A second approach entails enlisting the cooperation of a title insurer. Civil Code section 2921, subd. (b)(3)(B) provides that if the trustee or beneficiary has not executed the full reconveyance within 75 days after the loan payoff, “a title company may prepare and record a release of the obligation” after giving notice to the parties to the Deed of Trust. The release issued “shall be entitled to recordation and, when recorded, shall be deemed to be the equivalent of a reconveyance of the deed of trust.”
Title companies are risk averse but make their money by selling title policies. They thus have an incentive to issue policies if they have reasonable assurances the loan was repaid. Usually, senior title company officials and not the front line title officer make these decisions. You may need to engage an attorney with a strong relationship with a title company to assist you in this process.
A third approach will be for the sellers to engage an attorney to file an action to quiet title to property. While this method will likely be effective in the long run, it may take one or two years to achieve and can be costly—and from the real estate professionals point of view, useless since the pending sale will likely fall through.

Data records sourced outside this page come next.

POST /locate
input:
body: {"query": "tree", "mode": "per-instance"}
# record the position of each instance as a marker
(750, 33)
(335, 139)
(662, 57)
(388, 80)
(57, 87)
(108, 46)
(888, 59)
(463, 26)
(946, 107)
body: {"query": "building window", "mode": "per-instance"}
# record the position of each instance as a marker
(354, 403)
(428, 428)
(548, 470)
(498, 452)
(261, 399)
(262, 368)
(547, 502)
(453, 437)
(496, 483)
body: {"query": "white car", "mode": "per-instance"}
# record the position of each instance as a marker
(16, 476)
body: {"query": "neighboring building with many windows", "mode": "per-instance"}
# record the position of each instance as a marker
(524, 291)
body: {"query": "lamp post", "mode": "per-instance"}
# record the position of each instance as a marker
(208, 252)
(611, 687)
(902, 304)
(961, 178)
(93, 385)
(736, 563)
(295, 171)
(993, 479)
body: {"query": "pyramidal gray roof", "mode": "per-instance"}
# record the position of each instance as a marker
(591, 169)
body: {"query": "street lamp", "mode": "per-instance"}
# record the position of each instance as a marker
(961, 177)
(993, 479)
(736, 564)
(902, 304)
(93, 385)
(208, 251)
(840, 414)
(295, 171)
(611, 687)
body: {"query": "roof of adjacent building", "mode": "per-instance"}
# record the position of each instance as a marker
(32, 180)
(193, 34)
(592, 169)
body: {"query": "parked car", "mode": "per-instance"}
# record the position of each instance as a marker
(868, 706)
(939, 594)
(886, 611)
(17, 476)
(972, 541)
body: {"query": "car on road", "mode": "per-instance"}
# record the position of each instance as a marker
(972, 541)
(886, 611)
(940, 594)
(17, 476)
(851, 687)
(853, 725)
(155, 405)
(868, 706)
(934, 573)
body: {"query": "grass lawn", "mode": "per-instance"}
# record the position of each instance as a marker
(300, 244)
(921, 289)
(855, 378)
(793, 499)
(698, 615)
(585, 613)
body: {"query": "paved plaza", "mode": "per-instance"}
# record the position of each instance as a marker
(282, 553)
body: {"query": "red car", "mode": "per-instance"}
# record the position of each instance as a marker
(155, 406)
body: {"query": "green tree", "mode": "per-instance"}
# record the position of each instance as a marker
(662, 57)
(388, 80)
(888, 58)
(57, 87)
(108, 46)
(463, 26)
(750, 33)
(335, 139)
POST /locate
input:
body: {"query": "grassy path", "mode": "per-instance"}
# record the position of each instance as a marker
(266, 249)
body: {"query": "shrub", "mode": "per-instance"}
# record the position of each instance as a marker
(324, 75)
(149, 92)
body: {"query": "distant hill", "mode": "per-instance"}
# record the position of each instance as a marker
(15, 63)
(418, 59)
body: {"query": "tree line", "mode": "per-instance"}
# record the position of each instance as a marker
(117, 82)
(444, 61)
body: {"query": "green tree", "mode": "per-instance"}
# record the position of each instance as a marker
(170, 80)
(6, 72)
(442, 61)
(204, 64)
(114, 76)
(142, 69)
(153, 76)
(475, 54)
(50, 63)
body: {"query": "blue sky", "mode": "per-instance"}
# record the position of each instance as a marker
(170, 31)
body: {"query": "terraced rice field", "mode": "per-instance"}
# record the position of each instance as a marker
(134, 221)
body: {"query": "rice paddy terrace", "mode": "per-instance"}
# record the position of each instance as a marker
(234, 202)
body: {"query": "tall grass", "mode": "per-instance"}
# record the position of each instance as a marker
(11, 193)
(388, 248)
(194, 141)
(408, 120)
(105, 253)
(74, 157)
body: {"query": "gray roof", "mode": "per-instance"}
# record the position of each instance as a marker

The simplest of mistakes can result in intractable problems. The obvious lesson to be learned is to avoid mistakes by assiduously performing due diligence before offering the property for sale. Review the material facts concerning your listing and confirm their accuracy through public records or reliable sources such as title companies. Further, it is critical that you maintain documents supporting your investigative efforts in your file as they may be required to prove that you were not negligent or can assist you in responding to particular questions that a potential buyer may have.